Rep. John Boehner’s time in Congress is down to a number of weeks. After his decision to step down from Congress and resign his position as speaker of the House, talk of who will take over as the next speaker lingers.
Majority Leader Kevin McCarthy, R-Calif., who officially declared his candidacy for the House’s top spot on Monday, is widely expected to become the next speaker.
Considering the recent spotlight on the position, here are 10 facts about House speakership.
- The House speaker holds the most powerful position in the U.S. House of Representatives and is second in the U.S. presidential line of succession after the vice president. Boehner, R-Ohio, was elected the 53rd speaker in 2011.
- The first speaker of the House, Frederick A.C. Muhlenberg of Pennsylvania, was elected in 1789 as Congress convened for the first time. The speaker position was established in the United States Constitution.
- All past speakers have been members of the House, although House membership is not required by the Constitution.
- At the start of each new Congress (every two years), each party nominates a candidate for the position. Votes are taken until one candidate has a majority of all votes cast. In the past, the speaker was typically from the majority party in Congress. The speaker is elected for two years and does not have a term limit.
- The speaker represents his constituents as well as presides over the House and manages administrative duties. Duties include items such as administering oaths of office to members and calling order to the House.
- Henry Clay of Kentucky gained national prominence during his term as speaker from 1811-1813, a trend that had yet to go along with the job.

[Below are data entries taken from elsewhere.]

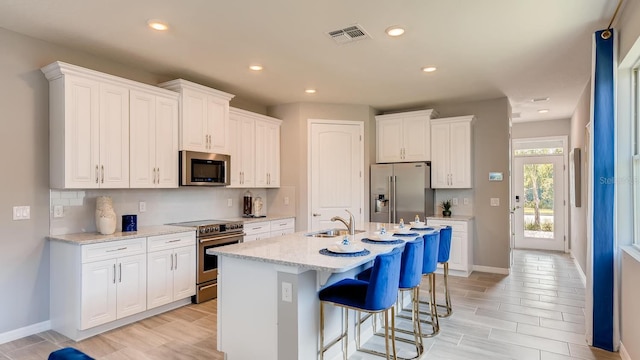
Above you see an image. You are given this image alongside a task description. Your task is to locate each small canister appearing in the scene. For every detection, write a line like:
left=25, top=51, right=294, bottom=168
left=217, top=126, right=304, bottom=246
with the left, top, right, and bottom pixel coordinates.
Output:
left=122, top=214, right=137, bottom=232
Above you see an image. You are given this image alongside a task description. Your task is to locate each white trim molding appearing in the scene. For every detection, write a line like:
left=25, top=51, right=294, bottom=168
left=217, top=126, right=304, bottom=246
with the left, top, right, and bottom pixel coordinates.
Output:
left=620, top=342, right=631, bottom=360
left=473, top=265, right=510, bottom=275
left=0, top=320, right=51, bottom=345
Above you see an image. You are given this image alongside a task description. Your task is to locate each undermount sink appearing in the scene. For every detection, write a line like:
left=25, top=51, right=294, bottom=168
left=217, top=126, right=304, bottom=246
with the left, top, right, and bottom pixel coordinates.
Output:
left=305, top=228, right=366, bottom=238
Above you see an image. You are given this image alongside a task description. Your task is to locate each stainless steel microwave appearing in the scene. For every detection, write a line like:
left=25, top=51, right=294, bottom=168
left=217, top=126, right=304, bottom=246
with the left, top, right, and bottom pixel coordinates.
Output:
left=180, top=151, right=230, bottom=186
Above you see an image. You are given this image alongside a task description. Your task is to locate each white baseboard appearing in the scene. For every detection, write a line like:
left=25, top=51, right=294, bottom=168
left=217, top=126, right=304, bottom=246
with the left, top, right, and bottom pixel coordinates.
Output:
left=473, top=265, right=510, bottom=275
left=0, top=320, right=51, bottom=345
left=620, top=342, right=631, bottom=360
left=570, top=252, right=587, bottom=287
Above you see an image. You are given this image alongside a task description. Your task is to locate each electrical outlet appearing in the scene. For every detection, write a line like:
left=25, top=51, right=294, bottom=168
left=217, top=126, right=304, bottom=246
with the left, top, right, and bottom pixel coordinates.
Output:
left=284, top=197, right=290, bottom=205
left=139, top=201, right=147, bottom=212
left=452, top=198, right=459, bottom=206
left=463, top=198, right=469, bottom=205
left=53, top=205, right=64, bottom=218
left=282, top=282, right=292, bottom=303
left=227, top=198, right=233, bottom=207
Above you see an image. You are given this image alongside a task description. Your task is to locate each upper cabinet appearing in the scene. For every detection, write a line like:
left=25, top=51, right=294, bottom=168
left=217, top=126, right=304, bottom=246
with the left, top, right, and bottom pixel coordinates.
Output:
left=228, top=108, right=281, bottom=188
left=159, top=79, right=235, bottom=154
left=430, top=116, right=474, bottom=189
left=42, top=61, right=181, bottom=189
left=43, top=62, right=131, bottom=189
left=375, top=109, right=438, bottom=163
left=129, top=89, right=179, bottom=188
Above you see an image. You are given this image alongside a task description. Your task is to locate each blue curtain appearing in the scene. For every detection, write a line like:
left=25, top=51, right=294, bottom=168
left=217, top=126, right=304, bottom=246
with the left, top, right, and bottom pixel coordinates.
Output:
left=592, top=29, right=615, bottom=352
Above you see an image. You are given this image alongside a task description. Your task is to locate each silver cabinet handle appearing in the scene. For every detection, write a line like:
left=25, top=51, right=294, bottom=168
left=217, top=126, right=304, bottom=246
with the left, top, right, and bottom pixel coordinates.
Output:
left=313, top=213, right=321, bottom=217
left=118, top=263, right=122, bottom=283
left=113, top=264, right=116, bottom=284
left=170, top=252, right=174, bottom=270
left=174, top=253, right=178, bottom=270
left=156, top=167, right=160, bottom=184
left=101, top=165, right=105, bottom=184
left=96, top=165, right=99, bottom=184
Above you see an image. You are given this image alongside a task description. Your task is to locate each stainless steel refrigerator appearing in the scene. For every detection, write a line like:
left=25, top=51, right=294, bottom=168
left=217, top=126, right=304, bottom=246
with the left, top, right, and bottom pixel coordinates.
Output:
left=370, top=162, right=435, bottom=223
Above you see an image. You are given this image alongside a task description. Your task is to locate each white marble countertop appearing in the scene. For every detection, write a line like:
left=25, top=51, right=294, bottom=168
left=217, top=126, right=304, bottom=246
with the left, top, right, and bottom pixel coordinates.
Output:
left=224, top=214, right=296, bottom=224
left=208, top=222, right=438, bottom=273
left=47, top=225, right=196, bottom=245
left=426, top=215, right=475, bottom=221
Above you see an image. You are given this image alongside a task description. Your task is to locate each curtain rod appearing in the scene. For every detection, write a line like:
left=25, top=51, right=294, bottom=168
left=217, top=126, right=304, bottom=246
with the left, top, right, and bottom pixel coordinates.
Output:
left=601, top=0, right=624, bottom=39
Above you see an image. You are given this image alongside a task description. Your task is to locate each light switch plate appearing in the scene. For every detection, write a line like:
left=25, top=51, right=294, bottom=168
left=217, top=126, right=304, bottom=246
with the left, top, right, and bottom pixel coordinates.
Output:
left=463, top=198, right=469, bottom=205
left=452, top=198, right=459, bottom=206
left=490, top=198, right=500, bottom=206
left=227, top=198, right=233, bottom=207
left=139, top=201, right=147, bottom=212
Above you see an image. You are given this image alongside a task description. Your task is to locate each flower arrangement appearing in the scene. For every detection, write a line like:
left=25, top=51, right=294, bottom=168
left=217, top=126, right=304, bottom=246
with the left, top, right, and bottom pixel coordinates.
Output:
left=440, top=199, right=452, bottom=217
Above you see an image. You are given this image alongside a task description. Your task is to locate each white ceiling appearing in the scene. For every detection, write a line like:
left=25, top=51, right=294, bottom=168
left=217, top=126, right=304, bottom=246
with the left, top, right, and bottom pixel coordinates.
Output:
left=0, top=0, right=618, bottom=122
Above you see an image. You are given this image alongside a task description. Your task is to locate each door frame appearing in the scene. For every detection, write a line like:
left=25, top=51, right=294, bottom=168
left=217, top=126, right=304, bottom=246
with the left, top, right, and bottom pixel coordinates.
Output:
left=511, top=136, right=569, bottom=253
left=307, top=119, right=365, bottom=230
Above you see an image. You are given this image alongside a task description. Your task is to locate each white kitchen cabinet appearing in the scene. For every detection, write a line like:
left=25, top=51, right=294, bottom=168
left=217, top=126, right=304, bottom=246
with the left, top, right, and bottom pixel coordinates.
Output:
left=147, top=232, right=196, bottom=309
left=79, top=238, right=147, bottom=330
left=129, top=90, right=179, bottom=188
left=269, top=218, right=295, bottom=237
left=228, top=107, right=281, bottom=188
left=427, top=218, right=474, bottom=277
left=159, top=79, right=235, bottom=154
left=43, top=62, right=131, bottom=189
left=431, top=116, right=474, bottom=189
left=375, top=109, right=438, bottom=163
left=243, top=220, right=271, bottom=242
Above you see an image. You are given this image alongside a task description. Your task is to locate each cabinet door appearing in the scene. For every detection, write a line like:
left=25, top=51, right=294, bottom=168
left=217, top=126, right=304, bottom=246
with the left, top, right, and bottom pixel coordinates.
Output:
left=254, top=120, right=269, bottom=187
left=377, top=118, right=403, bottom=163
left=173, top=246, right=196, bottom=300
left=244, top=232, right=271, bottom=242
left=449, top=121, right=472, bottom=188
left=155, top=96, right=179, bottom=187
left=402, top=117, right=430, bottom=161
left=264, top=122, right=280, bottom=187
left=430, top=123, right=451, bottom=188
left=64, top=75, right=100, bottom=188
left=116, top=254, right=147, bottom=319
left=181, top=88, right=208, bottom=152
left=240, top=117, right=256, bottom=187
left=99, top=83, right=129, bottom=188
left=81, top=259, right=117, bottom=329
left=228, top=115, right=242, bottom=187
left=147, top=249, right=173, bottom=309
left=129, top=90, right=156, bottom=188
left=206, top=95, right=230, bottom=154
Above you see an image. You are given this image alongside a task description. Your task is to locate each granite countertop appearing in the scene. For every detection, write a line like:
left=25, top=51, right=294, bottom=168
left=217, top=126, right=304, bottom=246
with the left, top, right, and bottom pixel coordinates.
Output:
left=208, top=222, right=438, bottom=273
left=224, top=214, right=296, bottom=224
left=426, top=215, right=475, bottom=221
left=47, top=225, right=196, bottom=245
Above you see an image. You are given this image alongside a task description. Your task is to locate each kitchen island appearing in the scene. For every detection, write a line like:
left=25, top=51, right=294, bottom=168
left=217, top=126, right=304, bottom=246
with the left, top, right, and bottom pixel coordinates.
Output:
left=209, top=222, right=434, bottom=360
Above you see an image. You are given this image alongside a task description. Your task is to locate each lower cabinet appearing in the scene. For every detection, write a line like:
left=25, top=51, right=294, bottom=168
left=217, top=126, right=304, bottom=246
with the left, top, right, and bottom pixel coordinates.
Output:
left=269, top=217, right=295, bottom=237
left=243, top=218, right=296, bottom=242
left=80, top=238, right=147, bottom=330
left=147, top=232, right=196, bottom=309
left=427, top=218, right=474, bottom=277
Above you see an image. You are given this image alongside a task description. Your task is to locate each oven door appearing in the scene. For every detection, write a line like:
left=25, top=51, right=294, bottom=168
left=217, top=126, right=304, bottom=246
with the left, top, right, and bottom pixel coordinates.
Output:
left=198, top=232, right=243, bottom=284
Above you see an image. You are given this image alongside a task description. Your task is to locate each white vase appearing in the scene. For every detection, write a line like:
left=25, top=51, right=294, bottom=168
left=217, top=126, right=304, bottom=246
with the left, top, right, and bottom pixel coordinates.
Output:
left=96, top=196, right=117, bottom=235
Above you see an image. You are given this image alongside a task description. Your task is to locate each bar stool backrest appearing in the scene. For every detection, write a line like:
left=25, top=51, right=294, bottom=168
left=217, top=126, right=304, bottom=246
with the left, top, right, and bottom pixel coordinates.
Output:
left=438, top=226, right=452, bottom=263
left=399, top=237, right=424, bottom=289
left=422, top=232, right=440, bottom=274
left=364, top=246, right=403, bottom=311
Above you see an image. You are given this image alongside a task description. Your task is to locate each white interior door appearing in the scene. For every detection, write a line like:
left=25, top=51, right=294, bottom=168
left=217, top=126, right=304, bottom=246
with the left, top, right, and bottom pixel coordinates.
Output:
left=309, top=121, right=363, bottom=231
left=513, top=155, right=565, bottom=251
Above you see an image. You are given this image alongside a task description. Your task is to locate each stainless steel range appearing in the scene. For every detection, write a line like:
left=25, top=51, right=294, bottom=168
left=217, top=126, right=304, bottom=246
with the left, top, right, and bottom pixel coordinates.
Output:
left=170, top=219, right=244, bottom=303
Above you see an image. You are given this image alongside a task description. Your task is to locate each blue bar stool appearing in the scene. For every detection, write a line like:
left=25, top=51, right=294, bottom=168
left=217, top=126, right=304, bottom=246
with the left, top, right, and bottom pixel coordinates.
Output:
left=356, top=237, right=425, bottom=359
left=417, top=231, right=441, bottom=337
left=437, top=226, right=453, bottom=317
left=319, top=247, right=403, bottom=360
left=48, top=347, right=94, bottom=360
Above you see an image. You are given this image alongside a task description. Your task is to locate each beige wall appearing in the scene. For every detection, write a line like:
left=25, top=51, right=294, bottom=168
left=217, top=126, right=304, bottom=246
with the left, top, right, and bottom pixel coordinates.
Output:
left=512, top=118, right=571, bottom=139
left=569, top=84, right=590, bottom=274
left=429, top=98, right=511, bottom=269
left=268, top=103, right=375, bottom=231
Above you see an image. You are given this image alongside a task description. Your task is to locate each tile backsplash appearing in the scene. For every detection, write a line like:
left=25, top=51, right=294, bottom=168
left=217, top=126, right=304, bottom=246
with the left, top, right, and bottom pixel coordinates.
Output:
left=49, top=187, right=286, bottom=236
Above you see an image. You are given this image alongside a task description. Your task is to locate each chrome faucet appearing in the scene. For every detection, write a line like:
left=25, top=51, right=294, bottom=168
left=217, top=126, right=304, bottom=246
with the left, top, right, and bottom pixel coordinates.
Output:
left=331, top=210, right=355, bottom=236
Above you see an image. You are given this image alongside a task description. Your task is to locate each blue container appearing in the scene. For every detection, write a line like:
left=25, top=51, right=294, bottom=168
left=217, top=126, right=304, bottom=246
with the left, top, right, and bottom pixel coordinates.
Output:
left=122, top=214, right=137, bottom=232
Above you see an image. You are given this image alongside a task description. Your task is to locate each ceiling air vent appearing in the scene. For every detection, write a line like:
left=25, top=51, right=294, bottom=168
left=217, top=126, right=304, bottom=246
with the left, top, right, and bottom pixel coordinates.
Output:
left=327, top=24, right=370, bottom=44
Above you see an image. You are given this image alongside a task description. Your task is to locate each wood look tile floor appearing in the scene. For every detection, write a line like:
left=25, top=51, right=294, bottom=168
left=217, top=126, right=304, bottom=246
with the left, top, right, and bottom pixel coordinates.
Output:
left=0, top=250, right=622, bottom=360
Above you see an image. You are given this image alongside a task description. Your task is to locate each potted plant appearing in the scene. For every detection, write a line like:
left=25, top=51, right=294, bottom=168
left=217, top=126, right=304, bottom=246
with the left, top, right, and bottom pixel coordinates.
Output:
left=440, top=199, right=452, bottom=217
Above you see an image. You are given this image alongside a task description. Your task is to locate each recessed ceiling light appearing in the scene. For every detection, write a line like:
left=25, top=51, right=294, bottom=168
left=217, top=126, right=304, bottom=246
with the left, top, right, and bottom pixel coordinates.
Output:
left=249, top=65, right=263, bottom=71
left=386, top=26, right=405, bottom=37
left=531, top=97, right=550, bottom=102
left=147, top=20, right=169, bottom=31
left=305, top=89, right=317, bottom=94
left=538, top=109, right=550, bottom=114
left=421, top=66, right=437, bottom=73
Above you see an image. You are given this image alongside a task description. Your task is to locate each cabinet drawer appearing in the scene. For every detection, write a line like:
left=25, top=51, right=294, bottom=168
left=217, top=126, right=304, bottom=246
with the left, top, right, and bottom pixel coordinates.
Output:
left=147, top=231, right=196, bottom=252
left=270, top=218, right=294, bottom=230
left=427, top=220, right=467, bottom=234
left=243, top=221, right=271, bottom=235
left=82, top=237, right=146, bottom=263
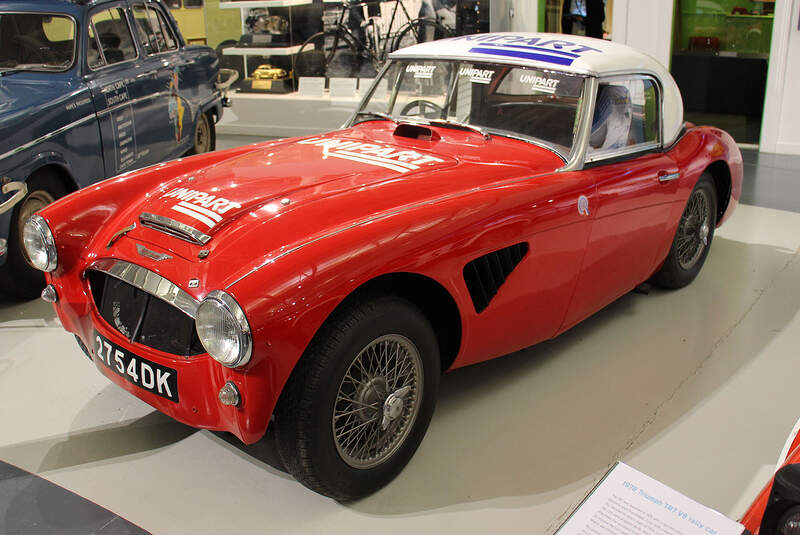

- After the Civil War and the better development of a two-party system in American politics, the speaker’s power grew. Today the speaker, as a leader of the majority party, holds the responsibility to help pass legislation supported by that party.
- The Speaker Portrait Collection in the Capitol houses oil portraits of past leaders who have held the position. In an interview Sunday on CBS’ “Face the Nation,” John Boehner said he hopes that people will say at the unveiling ceremony of his portrait that “he was a good man.”
- The speaker before Boehner was Rep. Nancy Pelosi, D-Calif., the first woman to hold the speakership role.
- The longest serving speaker was Samuel Rayburn, D-Texas. He held the position for 17 years and is one of five speakers to have died in office.